Smart Lock With Face Recognition – Verification –

Various articles explain this topic.

Smart Lock With Face Recognition – The Function and Setup –
Smart Lock With Face Recognition – How to make –
Smart Lock With Face Recognition – Verification –

Concept of Face Recognition

Deep Merics Learning

In this time, library “face_recognition" doing face recognition adopts the method “Deep Metrics Learning". In Deep Metrics Learning, input image data is converted to vector. In that time, like below image, two of a kind are closely, ex. chihuahuas, but the others are far, ex. chihuahua and Shiba inu, vectorized. Of course, the same is true of humans and it can be applied to face recognition.

The content above is cited below site.

Face Recognition performance

Data

To measure performance of face recognition, 100 Japanese men’s face images and my face images are prepared.

Comparison of distance of face vectors

Below graph is similarity between my face image and 100 Japanese men images. Face images are converted to vectors by “Deep Metric Learning" and face similarities are measured by the vector’s distance.

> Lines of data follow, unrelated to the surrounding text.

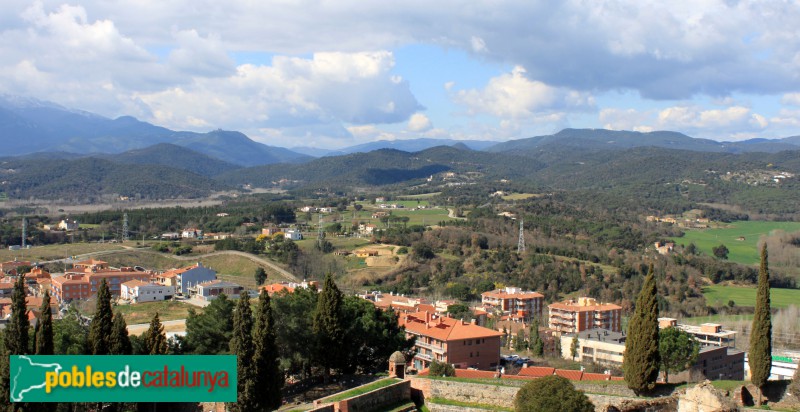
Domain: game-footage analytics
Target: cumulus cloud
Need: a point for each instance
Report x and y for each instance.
(513, 95)
(419, 123)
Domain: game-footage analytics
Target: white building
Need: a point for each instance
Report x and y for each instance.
(293, 234)
(137, 291)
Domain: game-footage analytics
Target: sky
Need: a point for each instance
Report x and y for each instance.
(335, 73)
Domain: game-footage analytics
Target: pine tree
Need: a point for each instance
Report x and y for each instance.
(537, 346)
(119, 343)
(760, 354)
(44, 337)
(100, 328)
(155, 341)
(641, 360)
(241, 345)
(328, 326)
(266, 374)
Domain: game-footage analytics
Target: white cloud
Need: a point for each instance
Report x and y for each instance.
(513, 95)
(419, 123)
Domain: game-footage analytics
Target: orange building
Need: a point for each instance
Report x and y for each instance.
(574, 316)
(518, 304)
(448, 340)
(83, 280)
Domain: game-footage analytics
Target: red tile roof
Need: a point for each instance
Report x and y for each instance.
(536, 371)
(571, 375)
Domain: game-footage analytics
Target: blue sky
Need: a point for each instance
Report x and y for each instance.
(336, 73)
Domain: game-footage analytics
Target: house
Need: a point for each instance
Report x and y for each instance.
(364, 253)
(708, 334)
(573, 316)
(293, 234)
(137, 291)
(184, 278)
(192, 233)
(210, 290)
(82, 283)
(518, 304)
(448, 340)
(366, 228)
(664, 247)
(608, 347)
(68, 225)
(10, 267)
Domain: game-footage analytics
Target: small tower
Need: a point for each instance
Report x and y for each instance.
(397, 365)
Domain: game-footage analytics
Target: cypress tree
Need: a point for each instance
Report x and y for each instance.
(44, 337)
(241, 345)
(328, 325)
(267, 376)
(154, 340)
(119, 343)
(537, 346)
(760, 355)
(641, 360)
(15, 337)
(100, 328)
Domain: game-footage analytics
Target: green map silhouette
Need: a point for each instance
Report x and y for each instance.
(27, 375)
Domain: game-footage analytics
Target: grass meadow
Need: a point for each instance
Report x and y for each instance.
(741, 251)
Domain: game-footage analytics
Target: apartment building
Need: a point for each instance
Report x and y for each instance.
(517, 304)
(577, 315)
(448, 340)
(608, 347)
(184, 278)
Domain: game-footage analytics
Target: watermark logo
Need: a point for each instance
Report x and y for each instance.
(158, 378)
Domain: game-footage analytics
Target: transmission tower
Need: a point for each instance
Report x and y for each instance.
(125, 227)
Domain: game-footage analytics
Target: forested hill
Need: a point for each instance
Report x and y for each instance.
(617, 140)
(89, 179)
(178, 157)
(384, 167)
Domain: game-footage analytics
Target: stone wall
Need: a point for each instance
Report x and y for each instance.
(378, 399)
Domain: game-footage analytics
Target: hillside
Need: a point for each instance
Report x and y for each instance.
(89, 179)
(29, 126)
(170, 155)
(384, 167)
(601, 139)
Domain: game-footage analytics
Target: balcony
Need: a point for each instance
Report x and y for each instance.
(435, 348)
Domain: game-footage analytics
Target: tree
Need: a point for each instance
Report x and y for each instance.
(100, 328)
(537, 346)
(266, 375)
(241, 345)
(119, 343)
(210, 332)
(15, 336)
(720, 251)
(760, 354)
(328, 326)
(261, 276)
(437, 368)
(573, 349)
(44, 337)
(551, 394)
(641, 359)
(154, 340)
(678, 350)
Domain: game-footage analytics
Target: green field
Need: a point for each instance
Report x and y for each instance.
(746, 296)
(741, 251)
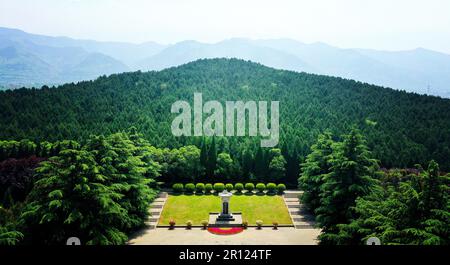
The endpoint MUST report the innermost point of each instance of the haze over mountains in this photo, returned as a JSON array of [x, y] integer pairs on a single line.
[[29, 59]]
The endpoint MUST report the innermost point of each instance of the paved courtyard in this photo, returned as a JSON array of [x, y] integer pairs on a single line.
[[251, 236]]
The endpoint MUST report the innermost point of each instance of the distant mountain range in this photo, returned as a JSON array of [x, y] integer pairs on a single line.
[[34, 60]]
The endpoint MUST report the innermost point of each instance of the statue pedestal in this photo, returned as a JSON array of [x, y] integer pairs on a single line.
[[225, 218], [216, 221]]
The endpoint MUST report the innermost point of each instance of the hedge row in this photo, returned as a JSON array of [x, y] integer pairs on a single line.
[[219, 187]]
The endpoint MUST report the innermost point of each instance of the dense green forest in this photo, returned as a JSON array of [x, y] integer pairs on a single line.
[[353, 200], [107, 144], [401, 128]]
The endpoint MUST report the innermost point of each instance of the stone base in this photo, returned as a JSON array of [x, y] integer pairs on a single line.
[[215, 220]]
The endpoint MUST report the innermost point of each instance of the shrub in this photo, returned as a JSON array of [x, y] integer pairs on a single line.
[[172, 223], [271, 187], [239, 187], [199, 188], [275, 224], [208, 188], [259, 223], [219, 187], [281, 188], [260, 187], [249, 187], [177, 187], [189, 188]]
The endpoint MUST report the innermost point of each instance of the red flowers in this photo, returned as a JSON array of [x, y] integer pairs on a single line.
[[225, 231]]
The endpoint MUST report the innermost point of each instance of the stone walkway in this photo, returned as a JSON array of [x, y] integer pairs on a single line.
[[251, 236], [300, 217], [304, 232]]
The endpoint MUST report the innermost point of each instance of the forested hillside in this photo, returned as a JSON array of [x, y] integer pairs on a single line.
[[401, 128]]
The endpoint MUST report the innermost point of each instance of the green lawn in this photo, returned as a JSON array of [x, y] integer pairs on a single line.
[[182, 208]]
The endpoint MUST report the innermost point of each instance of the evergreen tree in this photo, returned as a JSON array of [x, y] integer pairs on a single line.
[[352, 175], [71, 199], [212, 158], [316, 167]]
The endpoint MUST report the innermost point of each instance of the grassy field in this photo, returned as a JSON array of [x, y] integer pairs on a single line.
[[196, 208]]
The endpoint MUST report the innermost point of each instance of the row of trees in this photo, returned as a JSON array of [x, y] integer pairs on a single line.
[[401, 128], [98, 192], [353, 200]]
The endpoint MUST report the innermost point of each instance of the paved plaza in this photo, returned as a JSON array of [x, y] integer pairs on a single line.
[[251, 236]]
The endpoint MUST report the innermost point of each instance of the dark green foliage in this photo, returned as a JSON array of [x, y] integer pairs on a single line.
[[208, 188], [178, 187], [189, 188], [281, 188], [271, 187], [260, 187], [249, 187], [229, 187], [16, 179], [57, 204], [9, 234], [219, 187], [314, 171], [408, 128], [107, 175], [199, 188], [351, 176], [239, 187], [404, 212]]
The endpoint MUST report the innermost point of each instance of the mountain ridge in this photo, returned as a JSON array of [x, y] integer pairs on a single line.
[[419, 70]]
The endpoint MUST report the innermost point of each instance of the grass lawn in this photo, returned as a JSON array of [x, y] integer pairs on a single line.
[[182, 208]]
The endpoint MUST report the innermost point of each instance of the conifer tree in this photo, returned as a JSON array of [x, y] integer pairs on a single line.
[[71, 199], [352, 175], [314, 171]]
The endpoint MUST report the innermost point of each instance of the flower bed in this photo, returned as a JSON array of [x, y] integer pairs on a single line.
[[225, 231]]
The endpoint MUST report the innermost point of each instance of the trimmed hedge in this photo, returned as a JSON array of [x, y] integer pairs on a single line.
[[208, 188], [271, 187], [281, 188], [249, 187], [177, 187], [219, 187], [189, 188], [239, 187], [199, 188], [260, 187]]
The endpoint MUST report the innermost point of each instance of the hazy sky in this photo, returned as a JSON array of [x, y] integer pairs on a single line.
[[379, 24]]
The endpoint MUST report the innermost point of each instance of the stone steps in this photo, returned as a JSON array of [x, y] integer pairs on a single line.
[[300, 217], [155, 210], [292, 193]]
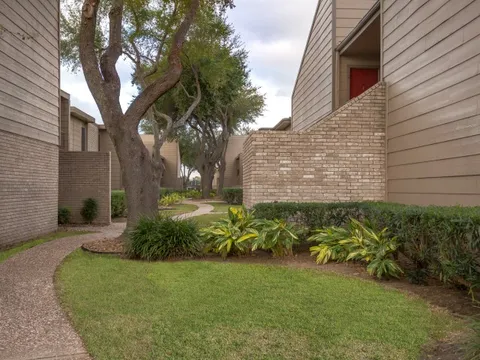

The vertical axis is the vector’s distance and they represent face similarity. Horizontal axis is kind of used images. picture_of_me is my 100 face images and unknown_picture is 100 Japanese men images. The graph says my face images are higher similarity than my face and other people face images. Face distance values between my images and others images are always higher than 0.4, so it can be succeed to distinguish between my face and others to make face distance threshold 0.4.

If you prepare other’s 100 face images in unknown_picture folder, your 100 face images in picture_of_me folder and execute below program, you can get above result.

#necessary library
sudo pip install matplotlib
sudo pip install seaborn
sudo pip install pandas

#verification program
python3 plot_face_distance.py

Face Recognition speed

At last, face recognition speed is measured. the target is the converted time from input face image to vector. below result is the time that five images are converted. FPS is about 13, so it enough to face recognize.

#verification program
python3 benchmark.py
Sample0:
 - Face recognition time: 0.0753s (13.27 fps)

Sample1:
 - Face recognition time: 0.0734s (13.63 fps)

Sample2:
 - Face recognition time: 0.0733s (13.64 fps)

Sample3:
 - Face recognition time: 0.0730s (13.70 fps)

Sample4:
 - Face recognition time: 0.0732s (13.67 fps)

Conclusion

In this articles, I tried to implement face recognition and measure the performance.  I would be most happy if you could implement it!